Everyone acknowledges that the Holocaust was a major factor in the founding of the State of Israel. Certainly the justification accepted by the world after the end of WWII was that the time had come for the founding of a Jewish State, if only to compensate the Jews for what had been done to them in the absence of such a protection. The voting in the UN in 1948 was a clear reflection of the European and other “Christian” nations guilt for their complicity in the murder of 6 million Jews.

But, on the other hand, it is my contention that the State of Israel would have come into existence anyway, even without the major factor of the Holocaust, perhaps not as early and perhaps not as popularly, but into existence nevertheless. All the aspects of the State were already there even before WWII. Immigration had started in the 1870’s with the first aliyah. There were sizable Jewish communities in Haifa, Jaffa and especially Jerusalem, where Jews constituted an absolute majority over all other groups since the early-1800s. Jewish towns were founded in the 1880’s, Gedera, Hadera, Rishon Lezion, Zichron Ya’akov, Yemin Moshe (outside the Jerusalem walls), Neveh Tzedek (outside Jaffa), and so on. Tel Aviv was founded in 1909 and grew significantly. Then after WWI with the Balfour Declaration the community continued to grow in size and strength.

It was the opposition of the British after their turnaround of the White Paper of 1939, not the Arabs, that prevented the formation of a State. Unfortunately the Jewish community in Palestine, the Yishuv, never managed to establish enough credibility to have any effect on the Holocaust itself. Golda Meir describes how powerless she felt when the Conference in Locarno called by the powers to discuss Jewish emigration from Europe was controlled and limited by the British. British intransigence against emigration to Palestine led to the deaths of hundreds of thousands of Jews. But through the years of WWII the Palestinian Jews prepared themselves, mainly by training in the British Army, for the coming conflict. When it came they were well prepared, they defeated first the British in 1946-48 and then the Arabs in the War of Independence.

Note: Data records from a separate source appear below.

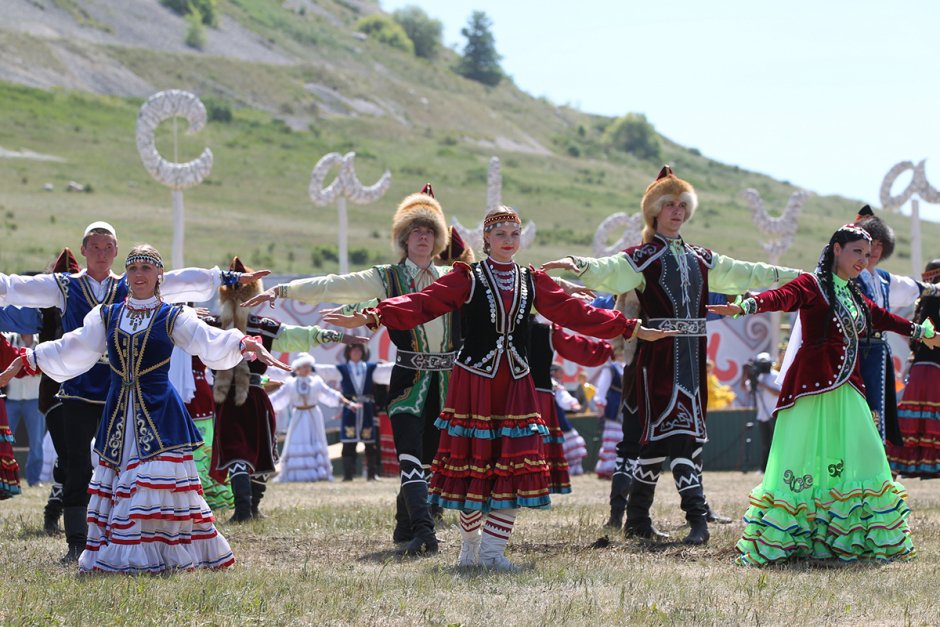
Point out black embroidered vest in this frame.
[457,262,535,379]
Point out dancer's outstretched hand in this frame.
[705,303,744,316]
[322,309,369,329]
[0,357,23,387]
[242,336,291,372]
[238,270,271,285]
[242,285,278,309]
[636,326,679,342]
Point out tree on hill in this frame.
[356,13,415,54]
[392,6,444,59]
[605,113,661,161]
[454,11,504,86]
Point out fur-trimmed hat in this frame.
[50,248,82,274]
[434,226,476,266]
[640,165,698,242]
[392,183,447,259]
[212,257,264,406]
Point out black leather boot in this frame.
[682,516,711,545]
[251,479,268,519]
[392,489,415,543]
[366,444,379,481]
[227,472,251,523]
[623,481,669,540]
[61,505,88,564]
[397,481,438,557]
[42,483,62,536]
[343,455,356,481]
[605,464,633,529]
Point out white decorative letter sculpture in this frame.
[308,152,392,274]
[137,89,212,268]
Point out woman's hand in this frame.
[238,270,271,285]
[242,335,290,372]
[636,326,679,342]
[322,309,369,329]
[242,288,278,309]
[705,303,744,316]
[542,278,597,300]
[0,357,23,387]
[542,257,578,274]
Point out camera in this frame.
[743,353,773,392]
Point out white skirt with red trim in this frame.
[78,412,235,573]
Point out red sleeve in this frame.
[363,263,473,331]
[754,274,819,313]
[552,324,614,367]
[532,270,637,339]
[0,335,28,379]
[863,296,914,337]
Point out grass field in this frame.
[0,472,940,625]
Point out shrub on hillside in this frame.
[160,0,219,26]
[454,11,503,87]
[604,113,661,161]
[184,9,206,50]
[356,13,415,54]
[392,6,444,59]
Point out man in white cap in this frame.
[0,222,269,562]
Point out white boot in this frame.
[480,509,520,573]
[457,512,483,568]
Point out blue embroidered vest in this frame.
[55,272,127,403]
[95,302,202,466]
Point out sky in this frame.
[381,0,940,221]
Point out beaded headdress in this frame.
[483,210,522,232]
[836,224,871,242]
[124,253,163,268]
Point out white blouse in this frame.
[27,298,244,382]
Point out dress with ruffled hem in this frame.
[535,389,571,494]
[276,406,333,482]
[0,412,20,501]
[887,362,940,479]
[78,418,235,574]
[428,361,551,512]
[737,384,915,566]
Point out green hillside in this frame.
[0,0,928,273]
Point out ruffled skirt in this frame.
[887,363,940,479]
[428,363,551,512]
[737,384,915,565]
[276,407,333,482]
[78,422,235,573]
[193,415,235,509]
[535,390,571,494]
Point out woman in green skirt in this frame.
[709,224,940,566]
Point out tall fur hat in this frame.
[392,183,448,259]
[640,165,698,242]
[212,257,264,406]
[434,226,476,266]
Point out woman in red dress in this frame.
[324,207,668,571]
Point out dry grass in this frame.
[0,473,940,625]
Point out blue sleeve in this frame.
[0,305,42,334]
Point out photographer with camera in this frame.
[744,353,780,472]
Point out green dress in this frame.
[737,276,915,566]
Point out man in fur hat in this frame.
[0,222,268,562]
[245,184,460,555]
[543,166,800,544]
[205,257,367,522]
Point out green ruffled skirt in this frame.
[737,384,915,566]
[193,417,235,509]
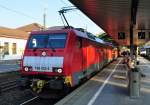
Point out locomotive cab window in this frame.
[28,33,67,49]
[77,37,82,48]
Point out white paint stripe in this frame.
[87,59,122,105]
[20,96,38,105]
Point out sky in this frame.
[0,0,103,34]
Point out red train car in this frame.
[20,28,117,93]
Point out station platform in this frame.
[55,57,150,105]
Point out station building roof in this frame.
[0,27,29,40]
[69,0,150,45]
[16,23,43,32]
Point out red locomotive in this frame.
[20,28,117,93]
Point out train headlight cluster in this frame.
[53,68,63,73]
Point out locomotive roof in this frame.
[32,26,113,47]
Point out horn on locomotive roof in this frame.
[58,6,77,28]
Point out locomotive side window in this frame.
[32,39,37,47]
[78,37,82,48]
[28,35,48,49]
[48,34,66,48]
[28,33,66,49]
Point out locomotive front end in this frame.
[19,32,71,93]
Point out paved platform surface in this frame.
[55,57,150,105]
[0,63,20,73]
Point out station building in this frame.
[0,23,42,61]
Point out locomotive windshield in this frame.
[28,33,66,49]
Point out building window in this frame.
[138,32,145,39]
[12,43,17,54]
[118,32,126,39]
[4,42,9,55]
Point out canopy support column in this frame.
[128,0,140,98]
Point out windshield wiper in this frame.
[48,40,56,52]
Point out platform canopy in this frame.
[69,0,150,45]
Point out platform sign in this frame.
[118,32,126,39]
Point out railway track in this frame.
[0,80,18,92]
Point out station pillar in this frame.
[128,20,141,98]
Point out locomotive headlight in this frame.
[57,69,62,73]
[24,67,29,71]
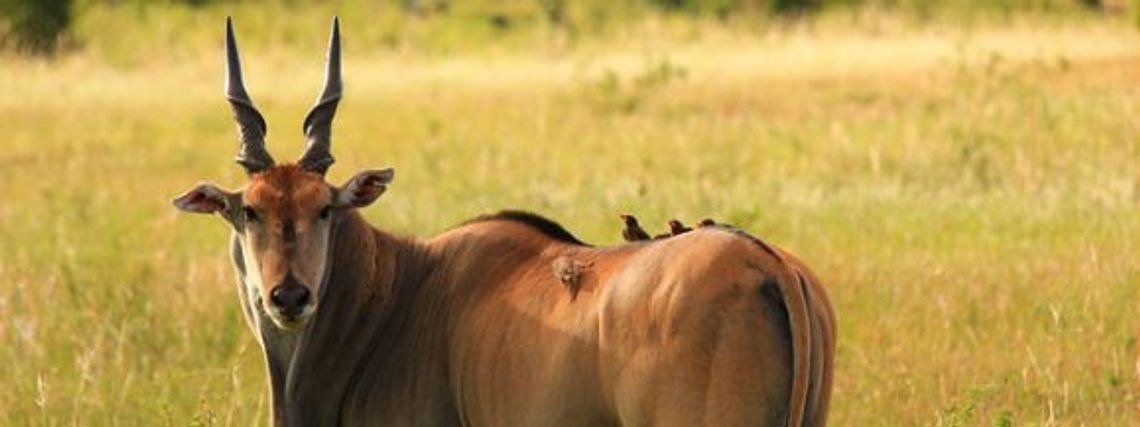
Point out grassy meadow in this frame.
[0,2,1140,426]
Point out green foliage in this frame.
[0,0,75,55]
[0,0,1140,427]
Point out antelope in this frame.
[173,19,836,427]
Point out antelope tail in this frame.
[780,267,834,427]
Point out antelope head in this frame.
[173,18,394,330]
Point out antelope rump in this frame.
[173,19,836,427]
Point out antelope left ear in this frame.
[336,167,396,207]
[173,183,235,213]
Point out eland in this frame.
[173,19,836,427]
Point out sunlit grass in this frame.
[0,4,1140,426]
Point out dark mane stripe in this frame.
[463,211,589,246]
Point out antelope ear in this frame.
[336,167,396,207]
[173,183,235,214]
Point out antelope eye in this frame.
[242,206,259,222]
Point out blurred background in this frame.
[0,0,1140,426]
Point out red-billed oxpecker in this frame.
[174,20,836,427]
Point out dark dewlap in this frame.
[463,211,589,246]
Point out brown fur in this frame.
[220,166,834,427]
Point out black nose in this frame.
[269,284,309,317]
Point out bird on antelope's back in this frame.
[620,214,650,241]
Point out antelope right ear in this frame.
[173,183,237,214]
[336,167,396,207]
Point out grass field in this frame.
[0,1,1140,426]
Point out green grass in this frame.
[0,6,1140,426]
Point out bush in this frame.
[0,0,74,55]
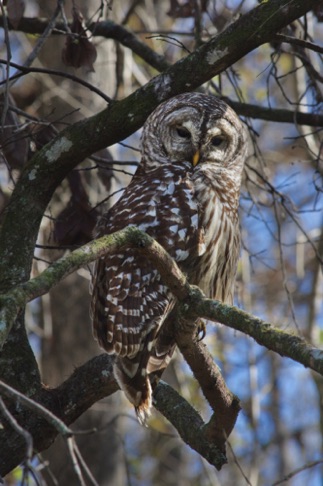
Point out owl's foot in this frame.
[196,320,206,342]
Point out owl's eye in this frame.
[211,137,223,147]
[176,127,191,140]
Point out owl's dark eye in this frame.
[176,127,191,139]
[211,137,223,147]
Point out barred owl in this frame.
[91,93,247,423]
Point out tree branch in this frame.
[0,0,316,288]
[0,227,323,375]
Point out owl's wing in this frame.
[91,164,203,421]
[91,250,173,358]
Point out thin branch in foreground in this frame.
[0,380,98,486]
[153,380,227,470]
[0,226,323,375]
[272,459,323,486]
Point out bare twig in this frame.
[0,59,111,103]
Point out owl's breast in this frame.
[190,169,240,303]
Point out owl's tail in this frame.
[113,357,152,425]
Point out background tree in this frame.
[0,0,323,485]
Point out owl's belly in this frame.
[191,208,240,303]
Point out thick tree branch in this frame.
[154,381,227,470]
[0,0,316,288]
[0,227,323,375]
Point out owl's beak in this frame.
[192,150,200,167]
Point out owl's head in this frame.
[141,93,246,175]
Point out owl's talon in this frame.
[196,321,206,343]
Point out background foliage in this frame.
[0,0,323,486]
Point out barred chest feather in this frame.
[190,168,240,303]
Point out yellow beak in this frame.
[192,150,200,167]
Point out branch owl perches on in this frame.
[91,93,247,423]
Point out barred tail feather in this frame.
[113,358,152,425]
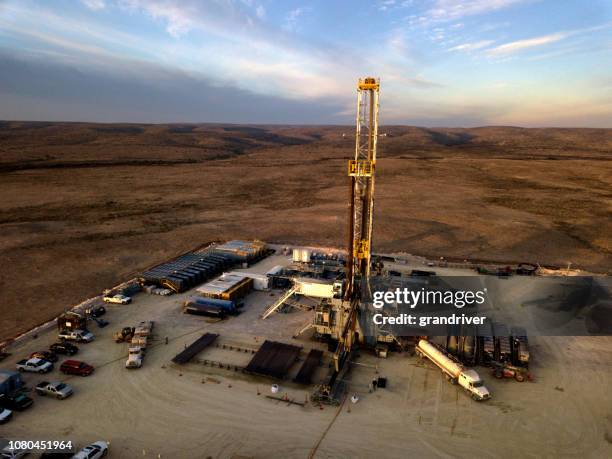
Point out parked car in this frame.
[49,341,79,355]
[102,294,132,304]
[57,330,95,343]
[72,441,108,459]
[34,381,72,400]
[87,305,106,317]
[60,360,94,376]
[17,358,53,373]
[0,394,34,411]
[30,351,57,362]
[0,407,13,424]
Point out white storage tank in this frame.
[295,278,334,298]
[228,271,270,290]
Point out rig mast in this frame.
[334,77,380,373]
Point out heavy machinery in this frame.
[314,77,380,400]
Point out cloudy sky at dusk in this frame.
[0,0,612,128]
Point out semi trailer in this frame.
[416,339,491,401]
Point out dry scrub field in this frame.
[0,122,612,341]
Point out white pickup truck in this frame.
[34,381,72,400]
[57,330,94,343]
[102,294,132,304]
[17,358,53,373]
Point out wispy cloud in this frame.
[283,7,310,31]
[487,32,569,56]
[487,22,612,57]
[425,0,526,21]
[81,0,106,11]
[449,40,494,52]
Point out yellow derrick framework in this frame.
[334,77,380,372]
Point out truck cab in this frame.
[125,345,144,368]
[457,370,491,400]
[17,358,53,373]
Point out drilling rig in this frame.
[314,77,380,400]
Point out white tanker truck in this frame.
[416,339,491,400]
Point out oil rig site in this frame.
[0,77,612,458]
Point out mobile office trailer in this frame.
[183,301,225,319]
[190,297,240,314]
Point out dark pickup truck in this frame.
[0,394,34,411]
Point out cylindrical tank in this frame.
[417,339,463,379]
[446,336,459,355]
[462,335,476,364]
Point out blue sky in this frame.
[0,0,612,128]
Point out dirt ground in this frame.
[0,258,612,459]
[0,122,612,341]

One factor that is often neglected is how did the survivors of the Holocaust affect the formation of the State. The fact is that few of them had a major role. Some became leaders of the nascent IDF, but it took most of them several years to be repatriated from the DP camps in Europe through the British blockade, from camps in Cyprus, etc. until they were actually in Israel. The fact is that the 650,000 Palestinian Jews fought the Arab armies for independence without a massive influx of the survivors of European Jewry, most of whom arrived only in the early 1950s, after the State had been founded.

One brave example where survivors of the Holocaust played a role was in the battles for Latrun. The Haganah was desperate because the Jordanian Arab Legion under Gen. Glubb and British officers, was given the huge British police station at Latrun, from where they controlled the road to Jerusalem and prevented supplies getting to the city. They were on the heights overlooking the road to Jerusalem, and they were bombarding the Jewish parts of the city. Ben Gurion decided that they must try to capture the Latrun police station, and ordered that new immigrant survivors be sent immediately off the boats into the battle. Many died without even a rifle, but they fought hard to secure Latrun. After three battles failed, the Jews were forced to give up. But, the battles allowed convoys to reach Jerusalem and relieve it. Jewish Jerusalem remained in Jewish hands and was incorporated into Israel. The Latrun area was only captured by Israel in 1967, and now the police station is a museum for the IDF Armored Corps.

That is to say that although survivors played a role, it was a relatively small one in the actual events that led to the founding of the State. The role was more psychological in the minds of Jews and non-Jews alike. But, it was the sacrifice of the Zionists who preceded the Holocaust into Palestine that brought about the birth of the State of Israel.